Perl supports the POSIX notation for character classes. This uses
names enclosed by [: and :] within the enclosing square brackets.
PCRE also supports this notation. For example,
[01[:alpha:]%]
matches "0", "1", any alphabetic character, or "%". The supported
class names are:
alnum letters and digits
alpha letters
ascii character codes 0 - 127
blank space or tab only
cntrl control characters
digit decimal digits (same as \d)
graph printing characters, excluding space
lower lower case letters
print printing characters, including space
punct printing characters, excluding letters and digits and
space
space white space (the same as \s from PCRE 8.34)
upper upper case letters
word "word" characters (same as \w)
xdigit hexadecimal digits
The default "space" characters are HT (9), LF (10), VT (11), FF
(12), CR (13), and space (32). If locale-specific matching is
taking place, the list of space characters may be different;
there may be fewer or more of them. "Space" used to be different
to \s, which did not include VT, for Perl compatibility.

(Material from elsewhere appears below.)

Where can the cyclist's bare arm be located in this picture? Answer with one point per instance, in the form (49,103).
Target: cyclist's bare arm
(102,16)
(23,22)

However, Perl changed at release 5.18, and PCRE followed at
release 8.34. "Space" and \s now match the same set of
characters.
The name "word" is a Perl extension, and "blank" is a GNU
extension from Perl 5.8. Another Perl extension is negation,
which is indicated by a ^ character after the colon. For example,
[12[:^digit:]]
matches "1", "2", or any non-digit. PCRE (and Perl) also
recognize the POSIX syntax [.ch.] and [=ch=] where "ch" is a
"collating element", but these are not supported, and an error is
given if they are encountered.
By default, characters with values greater than 128 do not match
any of the POSIX character classes. However, if the PCRE_UCP
option is passed to pcre_compile()
, some of the classes are
changed so that Unicode character properties are used. This is
achieved by replacing certain POSIX classes by other sequences,
as follows:
[:alnum:] becomes \p{Xan}
[:alpha:] becomes \p{L}
[:blank:] becomes \h
[:digit:] becomes \p{Nd}
[:lower:] becomes \p{Ll}
[:space:] becomes \p{Xps}
[:upper:] becomes \p{Lu}
[:word:] becomes \p{Xwd}
Negated versions, such as [:^alpha:] use \P instead of \p. Three
other POSIX classes are handled specially in UCP mode:
[:graph:]
This matches characters that have glyphs that mark the
page when printed. In Unicode property terms, it matches
all characters with the L, M, N, P, S, or Cf properties,
except for:
U+061C Arabic Letter Mark
U+180E Mongolian Vowel Separator
U+2066 - U+2069 Various "isolate"s
[:print:]
This matches the same characters as [:graph:] plus space
characters that are not controls, that is, characters with
the Zs property.
[:punct:]
This matches all characters that have the Unicode P
(punctuation) property, plus those characters whose code
points are less than 128 that have the S (Symbol)
property.
The other POSIX classes are unchanged, and match only characters
with code points less than 128.